New Zealand King Salmon looks towards Cook Strait for expansion

Large-scale, long term expansion and submersible pens in the Cook Strait could be a possibility. 

“The water quality is excellent, it’s cold and it’s deep,” Rosewarne said talking to the NZ online publication Stuff.

The CEO has been vocal in his company’s ambitions to moor huge underwater pens in Cook Strait.

The Nelson-based company is looking into submersible technology like those being developed in Norway such as the Ocean Farm concept from Salmar.

New Zealand King Salmon chief executive Grant Rosewarne. PIC New Zealand King Salmon

“We’d have to put a pen out there and see how it stood up against the currents and the weather but if you go down 15 or 20 metres, it’s calm.”

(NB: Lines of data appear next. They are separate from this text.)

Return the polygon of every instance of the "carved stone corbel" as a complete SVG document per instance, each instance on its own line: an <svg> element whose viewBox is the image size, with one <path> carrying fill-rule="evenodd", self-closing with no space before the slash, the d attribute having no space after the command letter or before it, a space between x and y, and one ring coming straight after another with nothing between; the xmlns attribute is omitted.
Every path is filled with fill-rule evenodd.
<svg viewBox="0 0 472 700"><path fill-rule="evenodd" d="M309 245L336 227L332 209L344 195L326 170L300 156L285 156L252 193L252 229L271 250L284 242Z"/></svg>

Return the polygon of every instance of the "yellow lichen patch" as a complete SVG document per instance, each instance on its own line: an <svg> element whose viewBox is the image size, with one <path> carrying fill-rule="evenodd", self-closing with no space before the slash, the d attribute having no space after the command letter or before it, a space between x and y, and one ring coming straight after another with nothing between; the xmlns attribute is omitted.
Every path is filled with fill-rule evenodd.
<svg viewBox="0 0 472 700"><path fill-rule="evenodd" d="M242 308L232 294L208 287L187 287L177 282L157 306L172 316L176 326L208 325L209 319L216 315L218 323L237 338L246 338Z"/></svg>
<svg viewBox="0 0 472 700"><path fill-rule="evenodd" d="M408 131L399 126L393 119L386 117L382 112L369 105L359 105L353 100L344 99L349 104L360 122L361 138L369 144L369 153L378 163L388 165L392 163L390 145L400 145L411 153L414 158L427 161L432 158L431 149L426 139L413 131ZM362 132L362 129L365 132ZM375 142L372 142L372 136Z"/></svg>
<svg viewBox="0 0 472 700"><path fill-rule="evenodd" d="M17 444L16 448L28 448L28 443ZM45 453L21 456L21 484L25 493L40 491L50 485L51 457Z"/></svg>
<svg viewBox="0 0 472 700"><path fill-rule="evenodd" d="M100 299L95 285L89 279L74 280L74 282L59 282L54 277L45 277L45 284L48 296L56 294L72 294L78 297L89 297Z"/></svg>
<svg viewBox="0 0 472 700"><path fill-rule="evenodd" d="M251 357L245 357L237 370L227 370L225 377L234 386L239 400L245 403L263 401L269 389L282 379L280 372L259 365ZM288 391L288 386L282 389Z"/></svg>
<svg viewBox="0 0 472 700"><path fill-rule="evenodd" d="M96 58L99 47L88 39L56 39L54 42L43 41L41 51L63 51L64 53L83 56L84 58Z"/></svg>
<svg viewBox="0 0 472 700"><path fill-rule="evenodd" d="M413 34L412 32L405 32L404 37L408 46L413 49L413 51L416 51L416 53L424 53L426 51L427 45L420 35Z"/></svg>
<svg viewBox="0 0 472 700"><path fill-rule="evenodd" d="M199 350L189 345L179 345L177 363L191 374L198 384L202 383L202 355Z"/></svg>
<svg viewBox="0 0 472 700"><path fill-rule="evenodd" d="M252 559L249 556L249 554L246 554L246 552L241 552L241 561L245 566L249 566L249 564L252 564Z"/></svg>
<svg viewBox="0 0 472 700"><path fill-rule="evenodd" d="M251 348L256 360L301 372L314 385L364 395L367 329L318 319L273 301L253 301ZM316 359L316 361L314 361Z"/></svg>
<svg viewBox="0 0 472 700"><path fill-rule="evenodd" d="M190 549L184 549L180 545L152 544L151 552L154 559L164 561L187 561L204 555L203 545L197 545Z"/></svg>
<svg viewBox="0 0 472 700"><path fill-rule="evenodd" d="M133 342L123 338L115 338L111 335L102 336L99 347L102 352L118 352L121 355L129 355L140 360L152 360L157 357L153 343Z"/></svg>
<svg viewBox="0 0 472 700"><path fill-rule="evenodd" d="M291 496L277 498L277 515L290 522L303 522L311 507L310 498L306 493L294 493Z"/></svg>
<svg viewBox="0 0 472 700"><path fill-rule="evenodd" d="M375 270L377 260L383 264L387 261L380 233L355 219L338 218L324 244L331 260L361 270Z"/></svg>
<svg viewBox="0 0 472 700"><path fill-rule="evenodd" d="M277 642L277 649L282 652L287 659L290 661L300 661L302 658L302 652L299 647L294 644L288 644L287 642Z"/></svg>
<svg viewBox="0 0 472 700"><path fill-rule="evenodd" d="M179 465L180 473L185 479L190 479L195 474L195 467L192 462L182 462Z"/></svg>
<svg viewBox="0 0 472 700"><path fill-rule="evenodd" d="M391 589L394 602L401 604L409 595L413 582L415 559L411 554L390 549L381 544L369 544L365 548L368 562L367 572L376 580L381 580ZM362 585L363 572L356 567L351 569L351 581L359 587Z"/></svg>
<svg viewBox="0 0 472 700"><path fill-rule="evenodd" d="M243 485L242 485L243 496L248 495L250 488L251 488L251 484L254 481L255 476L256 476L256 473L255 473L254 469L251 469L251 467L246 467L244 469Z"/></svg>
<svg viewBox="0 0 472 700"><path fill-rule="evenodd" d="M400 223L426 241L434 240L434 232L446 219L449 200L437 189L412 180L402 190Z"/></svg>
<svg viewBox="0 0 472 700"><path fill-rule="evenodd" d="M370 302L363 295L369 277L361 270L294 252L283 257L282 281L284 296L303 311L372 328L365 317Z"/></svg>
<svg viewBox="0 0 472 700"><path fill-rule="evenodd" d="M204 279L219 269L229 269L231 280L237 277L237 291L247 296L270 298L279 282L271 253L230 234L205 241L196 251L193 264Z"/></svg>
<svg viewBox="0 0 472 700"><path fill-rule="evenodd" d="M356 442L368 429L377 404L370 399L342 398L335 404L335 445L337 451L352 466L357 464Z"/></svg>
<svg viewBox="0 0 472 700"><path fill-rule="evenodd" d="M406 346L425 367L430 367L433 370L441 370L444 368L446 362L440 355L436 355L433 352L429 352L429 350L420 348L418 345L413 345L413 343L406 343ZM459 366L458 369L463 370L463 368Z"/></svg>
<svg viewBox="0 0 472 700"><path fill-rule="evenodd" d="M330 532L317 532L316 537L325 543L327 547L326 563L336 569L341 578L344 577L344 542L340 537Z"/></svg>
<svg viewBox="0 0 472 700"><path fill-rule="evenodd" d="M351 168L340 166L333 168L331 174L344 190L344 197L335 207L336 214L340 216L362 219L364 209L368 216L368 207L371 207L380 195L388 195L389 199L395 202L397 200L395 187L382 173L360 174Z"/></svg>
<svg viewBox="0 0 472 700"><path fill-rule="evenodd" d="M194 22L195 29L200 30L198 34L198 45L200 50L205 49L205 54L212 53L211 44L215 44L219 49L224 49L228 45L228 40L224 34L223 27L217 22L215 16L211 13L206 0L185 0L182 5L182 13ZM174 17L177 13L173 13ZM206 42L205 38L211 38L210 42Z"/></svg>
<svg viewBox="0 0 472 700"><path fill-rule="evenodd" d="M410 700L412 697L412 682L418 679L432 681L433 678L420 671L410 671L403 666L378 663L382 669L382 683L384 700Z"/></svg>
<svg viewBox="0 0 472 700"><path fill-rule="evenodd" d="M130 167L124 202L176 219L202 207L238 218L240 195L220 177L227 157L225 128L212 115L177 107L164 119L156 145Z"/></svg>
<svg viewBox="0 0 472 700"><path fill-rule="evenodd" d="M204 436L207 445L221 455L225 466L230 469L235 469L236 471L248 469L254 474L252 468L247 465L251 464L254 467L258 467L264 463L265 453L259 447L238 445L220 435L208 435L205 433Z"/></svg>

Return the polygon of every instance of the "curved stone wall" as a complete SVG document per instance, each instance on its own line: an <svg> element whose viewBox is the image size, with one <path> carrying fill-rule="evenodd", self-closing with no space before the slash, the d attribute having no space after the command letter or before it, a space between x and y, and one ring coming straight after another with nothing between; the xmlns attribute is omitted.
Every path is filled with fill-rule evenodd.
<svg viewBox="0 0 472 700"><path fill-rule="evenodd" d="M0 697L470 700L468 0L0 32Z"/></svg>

READ MORE: New Zealand King Salmon CEO: “We believe that aquaculture is literally going to save the world

“They’re massive pens, like a skyscraper underwater,” Rosewarne said. Rosewarne added that there was potential to place up to 100 pens in the Strait, each holding 1000 tonnes of king salmon.

“In the last financial year, NZKS had total revenues of $136m. With 100 pens moored in Cook Strait, that could lift to $2.5b” Rosewarne said.

“You’d be looking at about 80ha on the surface for that revenue so there’s a very real real possibility it could become New Zealand’s biggest industry,” he said.

NZKS produces around 8000t – ie 50 percent of the world’s King salmon supply – per year each year from nine sites covering 17 surface hectares in the Marlborough Sounds In the last financial year, the company had total revenues of $136 million.